Setting up Apache Hadoop cluster in AWS EC2
Apache Hadoop is a distributed software framework with which we can process large data sets across distributed clusters of computers. Hadoop scales up from a single machine to thousands of machines. Setting up the Apache Hadoop cluster in AWS EC2 is a relatively complicated task. We will follow some simple steps to set up the cluster quickly.
There are four main modules in the Hadoop framework. They are:
- Hadoop Common: Common utility functions that are used in other Hadoop modules
- HDFS: Hadoop Distributed File system
- Hadoop YARN: Job scheduling and cluster resource management
- Hadoop MapReduce: Parallel processing of large data sets using YARN
Prerequisite
- AWS Account (Academy and Sandbox also work)
- Basic familiarity with Linux terminal
- SSH client installed on a personal computer
EC2 Instance setup
We need to set up an EC2 instance to setup the Hadoop cluster. AWS EC2 provides virtual servers on the cloud. We will create a server and install Java and Hadoop on the server which will be our Name Node, and then clone it later to create three new instances for data nodes.
Create EC2 instance
Go to the AWS console and search “ec2”. Then, click on EC2

Click on “Launch Instance”

Configure EC2 Instance creation
Fill up or choose the following data:
Name: “Name Node”
Amazon Machine Image: Ubuntu 22.04 LTS, SSD Volume Type
Architecture: 64-bit (x86)

Instance type: t2.micro

Create an RSA key pair for ssh login: In the section “Key pair (login)” click on “create a new key pair” and fill it up as shown below to create an RSA private and public key pair. It will download the public key, which you should keep in a safe folder.


Network settings
Tick the checkmark on all three options under the Firewall security group.
- Allow SSH traffic from: Anywhere
- Allow HTTPS traffic from the internet
- Allow HTTP traffic from the internet

Configure storage
8 GB is fine for testing purpose; but let’s choose 16 GB for extra storage. You can choose upto 30 GB in free tier.

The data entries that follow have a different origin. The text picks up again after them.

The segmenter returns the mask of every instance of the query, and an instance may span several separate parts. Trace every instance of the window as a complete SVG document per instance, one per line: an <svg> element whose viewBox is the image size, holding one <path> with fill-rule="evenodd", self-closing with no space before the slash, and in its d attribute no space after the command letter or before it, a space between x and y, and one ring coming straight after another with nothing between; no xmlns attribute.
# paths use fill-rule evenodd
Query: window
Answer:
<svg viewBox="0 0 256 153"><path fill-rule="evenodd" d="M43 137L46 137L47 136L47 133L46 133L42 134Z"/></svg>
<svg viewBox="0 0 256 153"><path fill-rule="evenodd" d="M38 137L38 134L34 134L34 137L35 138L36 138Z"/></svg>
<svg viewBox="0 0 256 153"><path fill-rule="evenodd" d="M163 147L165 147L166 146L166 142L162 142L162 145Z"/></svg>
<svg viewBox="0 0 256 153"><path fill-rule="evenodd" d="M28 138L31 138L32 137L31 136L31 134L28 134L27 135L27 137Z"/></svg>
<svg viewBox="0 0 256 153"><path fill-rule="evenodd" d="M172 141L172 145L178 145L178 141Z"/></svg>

Finally, click on the “Launch Instance” orange button.
In the EC2 > instances section, we can see that the instance has been launched and is in the “running” state. If it shows “pending”, wait for some time.

Installing JAVA and Hadoop
SSH access to the server
We need to enter into the server via ssh(secure shell) in order to install Java and Hadoop there. Follow the following steps for ssh access.
Get the public domain name
Click on the “Instance ID” and copy the “Public IPv4 DNS” as shown below.


ssh into the server
On your personal computer, type the following commands to enter the server
cd folder_name
chmod 400 hadoop_ec2.pem
ssh -i hadoop_ec2.pem ubuntu@ec2-54-159-202-213.compute-1.amazonaws.com
These commands do the following things:
- Go to the folder where you stored your public key earlier (in my case, it is “hadoop_test”)
- Change permission of the file to be read by only the current user (400 means read-only for the current user, and no access for other users)
- Enter into the server via ssh (Replace the public DNS of the server in the last command)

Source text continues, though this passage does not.